Migranten brachten die Kartoffel aus den Regionen Frankreichs und Italiens mit 

Ein sehr gutes Beispiel dafür sei die Kartoffel, sagten Sibeth und Battistella. „Die Kartoffel kommt nicht etwas aus dem ‚Ländle’. Sie fand ihren Weg von den Entdeckern aus Südamerika nach Europa“, erläuterte der Dezernent, während Battistella über den Hintergrund der Knolle informierte: Diese habe zunächst als Schweinefutter gedient, ehe sie dank des preußischen Königs immer stärker Einzug in die menschliche Nahrung hielt. „Das Essen verbindet uns alle. Und so lernten die Menschen hier in der Region auch die Geschmäcker und das Würzen der Speisen kennen, wie es die Hugenotten und Waldenser aus ihrer Heimat kannten“, führte Battistella aus. Auch die Kartoffel brachten die Migranten aus den Regionen Frankreichs und Italiens mit nach Deutschland und – in diesem Fall – somit auch nach Walldorf. Um 1700 wurde dort der erste Anbau von Kartoffeln dokumentiert, der erste Eintrag in Mörfelden datiert auf die Zeit um 1760.

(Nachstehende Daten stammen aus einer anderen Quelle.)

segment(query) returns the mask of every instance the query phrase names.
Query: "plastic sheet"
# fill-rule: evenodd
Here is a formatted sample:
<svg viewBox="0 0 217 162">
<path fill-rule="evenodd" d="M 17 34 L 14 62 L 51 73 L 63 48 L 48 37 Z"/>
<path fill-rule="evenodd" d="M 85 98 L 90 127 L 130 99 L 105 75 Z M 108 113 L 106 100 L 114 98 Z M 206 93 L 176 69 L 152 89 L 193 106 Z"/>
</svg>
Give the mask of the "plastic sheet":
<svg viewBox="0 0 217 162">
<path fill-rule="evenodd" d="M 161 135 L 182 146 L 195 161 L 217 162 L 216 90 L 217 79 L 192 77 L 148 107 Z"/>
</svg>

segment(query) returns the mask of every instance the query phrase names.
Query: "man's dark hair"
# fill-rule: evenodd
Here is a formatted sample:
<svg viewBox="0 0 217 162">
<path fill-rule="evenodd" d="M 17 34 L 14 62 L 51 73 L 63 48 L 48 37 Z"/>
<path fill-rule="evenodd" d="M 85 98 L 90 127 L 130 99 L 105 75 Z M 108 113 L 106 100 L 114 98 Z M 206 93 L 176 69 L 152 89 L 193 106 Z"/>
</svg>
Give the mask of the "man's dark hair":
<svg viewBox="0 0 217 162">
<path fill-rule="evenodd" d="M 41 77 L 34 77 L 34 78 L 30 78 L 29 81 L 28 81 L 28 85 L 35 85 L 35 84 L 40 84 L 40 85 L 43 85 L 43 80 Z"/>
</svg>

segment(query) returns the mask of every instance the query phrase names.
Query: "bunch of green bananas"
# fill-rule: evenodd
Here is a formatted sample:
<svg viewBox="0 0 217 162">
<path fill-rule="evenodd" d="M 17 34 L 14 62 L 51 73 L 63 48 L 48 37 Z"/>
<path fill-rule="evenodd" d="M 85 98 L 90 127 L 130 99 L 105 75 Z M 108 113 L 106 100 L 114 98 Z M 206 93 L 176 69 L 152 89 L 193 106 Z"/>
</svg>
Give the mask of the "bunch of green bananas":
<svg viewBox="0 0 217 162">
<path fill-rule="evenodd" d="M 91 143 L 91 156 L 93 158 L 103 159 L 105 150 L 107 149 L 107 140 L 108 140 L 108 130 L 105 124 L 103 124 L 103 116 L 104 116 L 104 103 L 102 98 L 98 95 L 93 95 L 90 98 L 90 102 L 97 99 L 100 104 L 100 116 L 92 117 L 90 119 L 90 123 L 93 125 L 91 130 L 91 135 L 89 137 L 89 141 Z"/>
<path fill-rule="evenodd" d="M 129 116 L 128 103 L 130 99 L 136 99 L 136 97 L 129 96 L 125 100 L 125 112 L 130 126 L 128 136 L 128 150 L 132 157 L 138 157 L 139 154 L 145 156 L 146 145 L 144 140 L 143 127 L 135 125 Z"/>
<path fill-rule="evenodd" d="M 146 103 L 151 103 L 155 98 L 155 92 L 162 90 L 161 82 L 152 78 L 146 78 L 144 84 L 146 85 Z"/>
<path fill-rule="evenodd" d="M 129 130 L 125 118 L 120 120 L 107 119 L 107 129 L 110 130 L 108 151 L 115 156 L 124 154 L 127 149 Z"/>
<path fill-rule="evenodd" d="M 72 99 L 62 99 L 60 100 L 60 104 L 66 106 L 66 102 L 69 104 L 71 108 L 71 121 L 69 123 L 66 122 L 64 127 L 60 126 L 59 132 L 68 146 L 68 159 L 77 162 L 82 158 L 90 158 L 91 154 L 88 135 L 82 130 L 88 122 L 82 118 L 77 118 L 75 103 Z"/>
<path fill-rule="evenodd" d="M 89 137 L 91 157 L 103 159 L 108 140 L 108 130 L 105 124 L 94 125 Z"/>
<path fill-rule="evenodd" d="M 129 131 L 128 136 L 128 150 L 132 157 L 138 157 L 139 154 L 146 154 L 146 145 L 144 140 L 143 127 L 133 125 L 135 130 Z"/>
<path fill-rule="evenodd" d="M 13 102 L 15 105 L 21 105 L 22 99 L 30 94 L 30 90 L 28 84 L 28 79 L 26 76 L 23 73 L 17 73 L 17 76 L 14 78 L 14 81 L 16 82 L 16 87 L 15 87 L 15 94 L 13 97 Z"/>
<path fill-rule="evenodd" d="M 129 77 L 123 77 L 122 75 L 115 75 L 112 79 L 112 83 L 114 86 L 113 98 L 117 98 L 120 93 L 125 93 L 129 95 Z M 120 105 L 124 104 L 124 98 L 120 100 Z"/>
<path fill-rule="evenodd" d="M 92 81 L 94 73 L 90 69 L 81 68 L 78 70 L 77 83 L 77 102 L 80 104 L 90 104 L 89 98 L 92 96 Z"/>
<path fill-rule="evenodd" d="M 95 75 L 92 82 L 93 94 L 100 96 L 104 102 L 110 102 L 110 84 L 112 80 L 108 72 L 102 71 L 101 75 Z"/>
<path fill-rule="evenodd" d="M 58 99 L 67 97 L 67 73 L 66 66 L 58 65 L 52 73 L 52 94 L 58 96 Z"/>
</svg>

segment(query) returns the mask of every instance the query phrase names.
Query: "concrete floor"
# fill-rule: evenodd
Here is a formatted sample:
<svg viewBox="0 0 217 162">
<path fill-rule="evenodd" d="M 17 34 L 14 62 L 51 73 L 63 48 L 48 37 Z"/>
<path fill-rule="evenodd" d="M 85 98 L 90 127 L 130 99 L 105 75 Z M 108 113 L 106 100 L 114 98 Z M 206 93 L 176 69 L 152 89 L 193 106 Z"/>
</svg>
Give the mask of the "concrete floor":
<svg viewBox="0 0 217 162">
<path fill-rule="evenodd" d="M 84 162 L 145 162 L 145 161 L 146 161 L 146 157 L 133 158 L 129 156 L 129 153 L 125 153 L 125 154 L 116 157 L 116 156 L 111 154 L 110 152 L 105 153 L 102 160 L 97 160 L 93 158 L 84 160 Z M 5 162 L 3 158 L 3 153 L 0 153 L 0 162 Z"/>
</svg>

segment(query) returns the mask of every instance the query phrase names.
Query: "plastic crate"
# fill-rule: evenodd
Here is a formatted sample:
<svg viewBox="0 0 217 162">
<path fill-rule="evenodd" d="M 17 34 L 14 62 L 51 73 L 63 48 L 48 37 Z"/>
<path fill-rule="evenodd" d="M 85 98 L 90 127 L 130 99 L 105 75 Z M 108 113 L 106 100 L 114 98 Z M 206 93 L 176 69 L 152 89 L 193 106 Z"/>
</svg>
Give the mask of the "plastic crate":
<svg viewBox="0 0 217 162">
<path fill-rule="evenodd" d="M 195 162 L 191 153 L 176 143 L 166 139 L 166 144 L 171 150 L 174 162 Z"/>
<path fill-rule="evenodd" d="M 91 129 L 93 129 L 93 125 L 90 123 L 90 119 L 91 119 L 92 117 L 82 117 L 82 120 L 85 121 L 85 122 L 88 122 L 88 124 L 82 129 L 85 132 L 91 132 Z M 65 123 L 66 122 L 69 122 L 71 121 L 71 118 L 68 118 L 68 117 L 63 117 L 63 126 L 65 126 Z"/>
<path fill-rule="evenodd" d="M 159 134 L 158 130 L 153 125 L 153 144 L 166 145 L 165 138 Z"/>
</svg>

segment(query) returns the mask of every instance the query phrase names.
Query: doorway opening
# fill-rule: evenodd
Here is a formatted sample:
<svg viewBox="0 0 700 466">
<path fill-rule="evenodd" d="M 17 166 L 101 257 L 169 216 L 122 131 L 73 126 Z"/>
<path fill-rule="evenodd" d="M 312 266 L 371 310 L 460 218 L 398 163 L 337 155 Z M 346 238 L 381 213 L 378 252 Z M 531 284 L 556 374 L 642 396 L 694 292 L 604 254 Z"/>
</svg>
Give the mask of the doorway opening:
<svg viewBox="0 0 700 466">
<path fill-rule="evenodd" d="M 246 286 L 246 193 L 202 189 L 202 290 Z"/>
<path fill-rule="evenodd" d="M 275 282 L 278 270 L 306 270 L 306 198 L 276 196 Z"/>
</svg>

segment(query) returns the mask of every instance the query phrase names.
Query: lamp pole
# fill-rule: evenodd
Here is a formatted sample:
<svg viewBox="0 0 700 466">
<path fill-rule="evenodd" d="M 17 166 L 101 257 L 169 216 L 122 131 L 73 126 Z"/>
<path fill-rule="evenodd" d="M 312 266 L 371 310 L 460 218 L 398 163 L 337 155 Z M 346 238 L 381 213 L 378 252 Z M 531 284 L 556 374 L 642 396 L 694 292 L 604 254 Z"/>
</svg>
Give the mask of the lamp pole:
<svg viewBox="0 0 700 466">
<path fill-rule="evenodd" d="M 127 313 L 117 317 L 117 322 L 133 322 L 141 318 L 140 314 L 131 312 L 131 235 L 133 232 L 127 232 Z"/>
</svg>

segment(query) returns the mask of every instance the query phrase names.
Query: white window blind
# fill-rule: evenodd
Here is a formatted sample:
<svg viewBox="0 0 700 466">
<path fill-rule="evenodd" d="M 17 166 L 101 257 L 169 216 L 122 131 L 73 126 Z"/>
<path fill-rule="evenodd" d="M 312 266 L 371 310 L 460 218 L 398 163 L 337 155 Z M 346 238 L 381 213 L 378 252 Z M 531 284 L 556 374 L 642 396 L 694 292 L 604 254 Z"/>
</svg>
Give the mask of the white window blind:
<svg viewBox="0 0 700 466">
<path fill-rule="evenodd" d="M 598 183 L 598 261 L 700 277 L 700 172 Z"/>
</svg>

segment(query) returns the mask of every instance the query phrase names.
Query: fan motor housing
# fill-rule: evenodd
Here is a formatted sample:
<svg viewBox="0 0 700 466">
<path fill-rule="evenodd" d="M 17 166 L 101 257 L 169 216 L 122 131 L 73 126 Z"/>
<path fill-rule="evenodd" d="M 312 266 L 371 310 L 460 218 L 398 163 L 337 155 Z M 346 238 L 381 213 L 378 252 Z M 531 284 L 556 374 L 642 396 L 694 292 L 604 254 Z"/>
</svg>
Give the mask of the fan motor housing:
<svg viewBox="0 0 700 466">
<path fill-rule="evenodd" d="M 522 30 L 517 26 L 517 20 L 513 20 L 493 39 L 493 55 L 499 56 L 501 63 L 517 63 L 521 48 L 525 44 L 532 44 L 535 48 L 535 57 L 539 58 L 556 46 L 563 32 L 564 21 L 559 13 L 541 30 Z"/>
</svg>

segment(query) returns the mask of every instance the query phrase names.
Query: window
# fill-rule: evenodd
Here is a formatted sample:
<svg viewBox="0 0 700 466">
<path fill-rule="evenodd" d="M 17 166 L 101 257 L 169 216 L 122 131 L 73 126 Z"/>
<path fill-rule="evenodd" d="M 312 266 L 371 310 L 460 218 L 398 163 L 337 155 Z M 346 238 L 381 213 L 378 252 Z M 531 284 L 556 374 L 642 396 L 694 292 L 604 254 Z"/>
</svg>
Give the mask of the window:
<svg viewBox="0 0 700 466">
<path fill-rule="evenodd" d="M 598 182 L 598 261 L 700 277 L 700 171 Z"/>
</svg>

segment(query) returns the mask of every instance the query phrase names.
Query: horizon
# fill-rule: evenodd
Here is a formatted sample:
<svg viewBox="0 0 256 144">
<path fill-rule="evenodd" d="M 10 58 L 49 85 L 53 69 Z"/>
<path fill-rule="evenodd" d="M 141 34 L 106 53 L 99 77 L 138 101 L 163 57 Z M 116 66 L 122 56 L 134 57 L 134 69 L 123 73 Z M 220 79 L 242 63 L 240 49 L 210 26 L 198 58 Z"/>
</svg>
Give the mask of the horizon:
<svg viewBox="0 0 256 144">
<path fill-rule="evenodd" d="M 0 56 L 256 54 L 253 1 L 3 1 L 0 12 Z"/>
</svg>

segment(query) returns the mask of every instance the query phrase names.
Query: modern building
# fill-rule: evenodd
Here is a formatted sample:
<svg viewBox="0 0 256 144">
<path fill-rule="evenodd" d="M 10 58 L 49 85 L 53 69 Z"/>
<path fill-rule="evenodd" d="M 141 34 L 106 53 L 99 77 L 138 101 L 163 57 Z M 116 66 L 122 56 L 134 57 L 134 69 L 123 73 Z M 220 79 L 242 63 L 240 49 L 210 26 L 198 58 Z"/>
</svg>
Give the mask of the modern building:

Herbert Hunkel klärt über Gerücht zur Grünen Soße auf

Zur Eröffnung war als Referent auch der ehemalige Bürgermeister Neu-Isenburgs, Herbert Hunkel, geladen. Er sprach vom 3500 Kilometer langen Hugenotten- und Waldenserpfad sowie die Wichtigkeit kultureller Einflüsse von Zuwanderern für die eigene Lebensweise. „Wir müssen uns fragen: Wie wichtig sind andere Menschen, was können wir von ihnen noch lernen oder gar übernehmen?“, fragte Hunkel und erläuterte, dass Speisen wie „Püree“ oder Getränke wie „Muckefuck“ schon ihren Wortstamm in anderen Kulturen haben. „Ohne den Erfindungsreichtum der ehemaligen Waldenser und Hugenotten hätten wir verschiedene Sorten von Bier oder Kaffee nicht, sowie einige Zuckerprodukte. Und die Nachfahren dieser Volksgruppen erfanden den Dampfdrucktopf oder das Waffeleisen.“ Mit einem sich hartnäckig haltenden Gerücht räumte Hunkel auf: „Die Grüne Soße geht definitiv nicht auf die Hugenotten oder Waldenser zurück. Als ich in unserer dortigen Partnerstadt als Bürgermeister zu Besuch war, überlegte ich, was ich mitbringen könne. Ich entschied mich für Grüne Soße und die war da unten gänzlich unbekannt“, erzählte er, ehe er die Besucher in die Ausstellung verschiedener Kräuter und Pflanzen in den ersten Stock des Museums begleitete.